Healthy Perspective by Eric Yeager


The controversy over fats

To clear things up, we do need fat in our diet, yes that's correct. Before I go into discussing why this is beneficial for your body, I'm going to go over the four different types of fats and give you a quick synopses about each of type.

There are two "healthy" fats which are polyunsaturated and monounsaturated.  The "unhealthy" fats are saturated fats and "Trans" fats which you might see on a food label disguised as partially hydrogenated oils.

Foods that have polyunsaturated and monounsaturated fats are nuts, fish, flax seeds, olive oil  and much more.  We need these healthy fats to be able to transport our fat soluble vitamins which are vitamins A, D, E and K throughout our body which will help us have a healthy and balanced diet.

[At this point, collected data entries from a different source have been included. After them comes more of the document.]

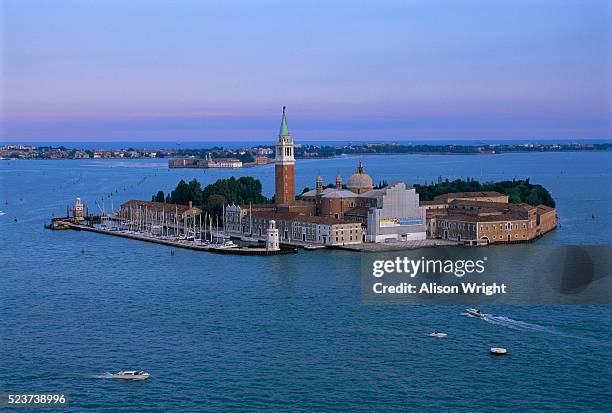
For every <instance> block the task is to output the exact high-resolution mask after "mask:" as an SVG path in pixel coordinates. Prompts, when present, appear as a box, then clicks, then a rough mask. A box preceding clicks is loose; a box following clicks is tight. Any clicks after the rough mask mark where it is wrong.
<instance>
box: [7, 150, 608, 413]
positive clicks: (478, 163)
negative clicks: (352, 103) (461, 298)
mask: <svg viewBox="0 0 612 413" xmlns="http://www.w3.org/2000/svg"><path fill="white" fill-rule="evenodd" d="M358 160H362V161H363V162H364V164H365V167H366V171H367V172H368V173H369V174H370V175H371V176H372V177H373V179H374V181H375V182H378V181H379V180H382V179H385V180H387V181H394V180H404V181H406V182H409V183H414V182H416V183H423V182H431V181H434V180H436V179H437V178H438V176H442V177H449V178H451V179H453V178H458V177H463V178H465V177H468V176H469V177H473V178H476V179H478V180H481V181H489V180H500V179H512V178H527V177H528V178H530V179H531V181H532V182H534V183H540V184H543V185H544V186H546V187H547V188H549V189H550V190H551V192H552V194H553V197H554V198H555V200H556V201H557V208H558V214H559V223H560V227H559V229H558V230H557V231H555V232H554V233H552V234H550V235H548V236H546V237H544V238H542V239H540V240H538V241H537V243H541V244H587V245H593V244H598V245H609V244H610V243H612V214H611V213H612V166H611V165H612V153H610V152H607V153H585V152H578V153H530V154H527V153H525V154H522V153H521V154H503V155H496V156H457V155H452V156H446V155H440V156H418V155H398V156H384V157H383V156H366V157H347V158H339V159H330V160H308V161H301V160H298V162H297V163H296V186H297V187H298V190H299V191H301V189H302V188H303V187H305V186H309V187H313V186H314V178H315V176H316V174H317V172H320V173H321V175H323V176H324V177H325V178H326V181H328V182H331V181H333V180H334V177H335V175H336V173H337V172H340V173H341V174H342V175H343V177H344V179H345V180H346V179H348V176H349V175H350V173H352V171H353V170H354V168H355V165H356V163H357V162H358ZM231 175H235V176H239V175H253V176H255V177H257V178H259V179H261V180H262V182H263V186H264V192H265V193H266V194H267V195H271V194H272V191H273V186H274V183H273V179H274V178H273V177H274V169H273V166H272V165H269V166H265V167H257V168H252V169H241V170H236V171H228V170H207V171H205V170H189V169H174V170H168V168H167V167H166V161H165V160H71V161H11V162H6V161H3V162H1V163H0V210H2V211H4V212H6V215H3V216H0V238H1V240H2V255H1V256H2V265H1V271H0V274H1V275H0V281H1V287H2V288H1V289H0V360H1V362H0V390H2V391H7V390H11V391H49V392H50V391H53V392H59V391H65V392H68V393H69V395H70V405H71V408H72V409H73V410H74V411H104V412H117V411H136V410H139V411H150V412H155V411H159V412H162V411H163V412H169V411H170V412H172V411H174V412H185V411H220V410H224V411H236V410H249V411H250V410H265V411H411V410H418V411H441V410H448V411H466V412H475V411H481V412H489V411H493V410H495V411H516V410H523V411H542V410H546V411H568V412H569V411H576V410H581V411H589V410H591V411H605V410H609V408H610V406H611V405H612V390H611V389H612V386H611V384H612V367H611V366H612V356H611V352H612V345H611V344H610V343H612V318H611V316H612V311H611V309H610V307H609V306H553V307H527V306H505V307H499V306H498V307H489V308H486V309H485V310H486V311H488V312H490V313H492V314H494V315H495V316H494V317H492V318H490V319H487V320H481V319H476V318H470V317H467V316H465V315H462V313H463V310H464V308H463V307H456V306H378V305H365V304H363V303H362V301H361V290H360V259H359V255H357V254H354V253H349V252H343V251H317V252H304V251H301V252H300V253H299V254H296V255H289V256H273V257H239V256H237V257H233V256H232V257H229V256H223V255H215V254H208V253H201V252H194V251H188V250H175V251H174V254H173V255H171V253H170V249H169V248H168V247H165V246H160V245H155V244H148V243H142V242H136V241H133V240H127V239H121V238H117V237H110V236H103V235H98V234H93V233H86V232H76V231H48V230H45V229H44V228H43V224H44V223H45V222H47V221H49V220H50V218H51V217H52V216H53V215H55V216H60V215H63V214H65V209H66V204H67V203H69V202H70V203H72V202H73V201H74V198H75V197H77V196H80V197H81V198H82V199H83V201H84V202H85V203H86V204H88V205H89V208H90V209H93V210H94V211H95V210H96V209H97V207H96V206H95V205H96V202H98V203H100V205H102V202H104V207H105V208H106V209H110V207H111V200H112V204H113V205H114V206H115V207H118V205H119V204H120V203H121V202H124V201H126V200H127V199H131V198H144V199H149V198H150V197H151V195H152V194H153V193H154V192H156V191H157V190H159V189H162V190H164V191H167V190H169V189H172V188H173V187H174V186H175V185H176V183H177V182H178V180H179V179H192V178H198V179H199V180H200V181H201V182H202V183H203V184H207V183H210V182H213V181H214V180H216V179H218V178H221V177H228V176H231ZM592 215H594V216H595V219H593V218H592ZM12 217H16V218H17V221H16V222H14V221H13V220H12ZM507 248H512V246H509V247H507ZM525 265H529V263H525ZM433 329H437V330H440V331H444V332H447V333H448V334H449V337H448V338H447V339H443V340H435V339H431V338H429V337H427V336H426V333H427V332H428V331H431V330H433ZM492 346H503V347H507V348H508V349H509V354H508V355H507V356H506V357H501V358H496V357H492V356H490V355H489V353H488V349H489V347H492ZM120 369H143V370H146V371H149V372H150V373H151V374H152V379H151V380H150V381H149V382H146V383H129V382H128V383H126V382H117V381H114V380H109V379H106V378H104V377H105V376H106V372H114V371H117V370H120Z"/></svg>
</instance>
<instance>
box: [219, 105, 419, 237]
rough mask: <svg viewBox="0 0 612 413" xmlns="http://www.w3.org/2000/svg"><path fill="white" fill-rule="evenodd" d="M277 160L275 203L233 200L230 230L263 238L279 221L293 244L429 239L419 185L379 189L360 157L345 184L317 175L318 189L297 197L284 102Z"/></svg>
mask: <svg viewBox="0 0 612 413" xmlns="http://www.w3.org/2000/svg"><path fill="white" fill-rule="evenodd" d="M274 163H275V165H274V169H275V193H274V203H273V204H263V205H228V206H227V207H226V208H225V219H226V221H225V227H226V230H227V231H228V232H229V234H230V235H232V236H235V237H242V236H248V237H251V238H257V239H259V238H261V239H262V240H263V237H265V231H264V229H265V228H266V227H267V226H268V224H269V222H270V221H271V220H274V221H275V222H276V226H277V228H278V230H279V238H280V242H281V243H286V244H294V245H308V244H319V245H328V246H339V245H351V244H360V243H362V242H388V241H389V240H396V241H411V240H417V239H424V238H425V235H426V227H425V208H421V207H419V198H418V194H416V192H415V190H414V189H412V188H407V187H406V184H404V183H398V184H395V185H391V186H388V187H385V188H378V189H377V188H374V186H373V184H372V178H371V177H370V176H369V175H368V174H367V173H366V172H365V167H364V165H363V164H362V163H361V162H359V163H358V165H357V168H356V170H355V173H353V174H352V175H351V176H350V177H349V179H348V182H347V185H346V186H345V185H344V184H343V180H342V177H341V176H340V175H337V176H336V181H335V186H333V187H327V188H324V184H323V178H322V177H321V176H317V177H316V179H315V189H313V190H311V191H307V192H305V193H303V194H301V195H300V196H298V197H296V196H295V158H294V146H293V139H292V137H291V134H290V133H289V127H288V125H287V118H286V113H285V108H284V107H283V114H282V119H281V126H280V130H279V134H278V139H277V141H276V145H275V158H274Z"/></svg>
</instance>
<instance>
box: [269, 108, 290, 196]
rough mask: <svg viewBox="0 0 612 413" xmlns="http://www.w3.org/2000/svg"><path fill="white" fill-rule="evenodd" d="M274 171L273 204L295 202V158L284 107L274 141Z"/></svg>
mask: <svg viewBox="0 0 612 413" xmlns="http://www.w3.org/2000/svg"><path fill="white" fill-rule="evenodd" d="M274 163H275V165H274V170H275V184H276V190H275V198H274V199H275V203H276V204H277V205H287V204H291V203H293V202H294V201H295V158H294V157H293V140H292V139H291V135H290V134H289V127H288V126H287V118H286V117H285V107H284V106H283V119H282V120H281V127H280V131H279V132H278V140H277V141H276V156H275V159H274Z"/></svg>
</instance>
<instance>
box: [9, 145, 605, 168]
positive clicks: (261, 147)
mask: <svg viewBox="0 0 612 413" xmlns="http://www.w3.org/2000/svg"><path fill="white" fill-rule="evenodd" d="M609 151H612V143H607V142H606V143H563V144H562V143H545V144H532V143H520V144H482V145H461V144H444V145H432V144H419V145H406V144H400V143H398V142H395V143H364V144H358V145H357V144H343V145H313V144H302V145H296V147H295V158H296V159H334V158H338V157H342V156H363V155H428V156H429V155H498V154H503V153H534V152H537V153H543V152H609ZM273 154H274V148H273V146H272V145H255V146H250V147H242V148H227V147H223V146H214V147H209V148H176V149H168V148H152V149H135V148H134V147H128V148H110V149H95V148H94V149H86V148H68V147H65V146H32V145H19V144H17V145H2V146H0V160H40V159H42V160H62V159H63V160H66V159H78V160H90V159H94V160H96V159H121V160H123V159H160V160H161V159H163V160H167V159H180V158H192V159H203V158H205V157H208V158H209V159H213V160H214V159H218V158H231V159H234V160H236V161H240V162H242V164H243V165H244V166H245V167H246V166H255V165H259V164H264V165H265V164H267V163H270V162H273V159H272V157H273Z"/></svg>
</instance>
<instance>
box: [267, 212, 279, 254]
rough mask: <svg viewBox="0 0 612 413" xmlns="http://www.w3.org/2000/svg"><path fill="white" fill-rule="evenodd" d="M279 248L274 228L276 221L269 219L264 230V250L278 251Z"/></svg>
mask: <svg viewBox="0 0 612 413" xmlns="http://www.w3.org/2000/svg"><path fill="white" fill-rule="evenodd" d="M279 249H280V247H279V245H278V228H276V221H274V220H273V219H271V220H270V222H269V223H268V229H267V231H266V251H278V250H279Z"/></svg>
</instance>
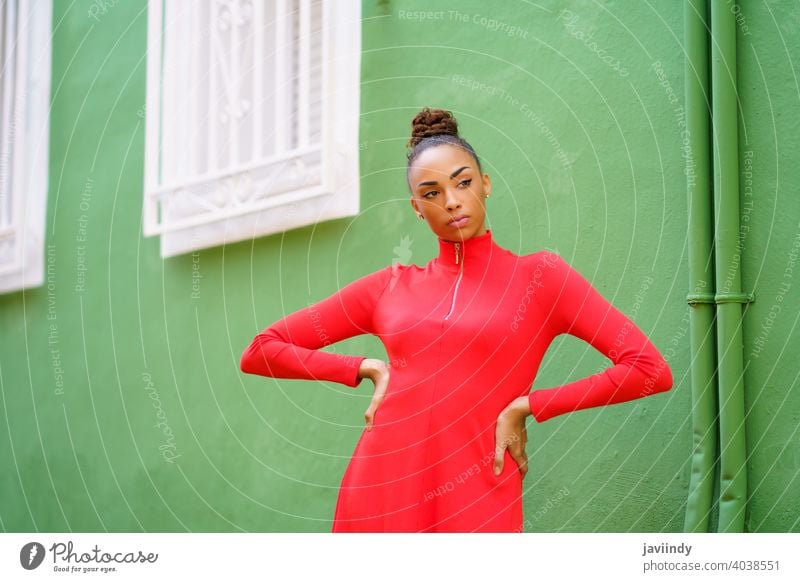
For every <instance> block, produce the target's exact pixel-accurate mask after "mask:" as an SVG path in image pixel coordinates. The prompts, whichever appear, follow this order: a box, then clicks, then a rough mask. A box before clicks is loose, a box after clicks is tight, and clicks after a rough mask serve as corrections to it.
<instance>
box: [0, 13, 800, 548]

Saturated fats come from mainly animal meats with the fatty skin still intact.  Too much saturated fat can raise our LDL which is your "bad" cholesterol.  "Trans" fats occur in small amounts in animal meats and dairy products but for the most part it's a man-made fat.  To make a "Trans" fat, hydrogen is injected into vegetable oil which makes the fat solid at room temperature.  "Trans" fats are used in baking and are added to foods at the grocery store which help increase a shelf life.  "Trans" fats are worse for people because not only do they increase your LDL cholesterol but they also decrease your HDL cholesterol.

So remember, if you want to check if your food contains "Trans" fat, look on the back of the food label where the ingredients are listed and look for partially hydrogenated oil.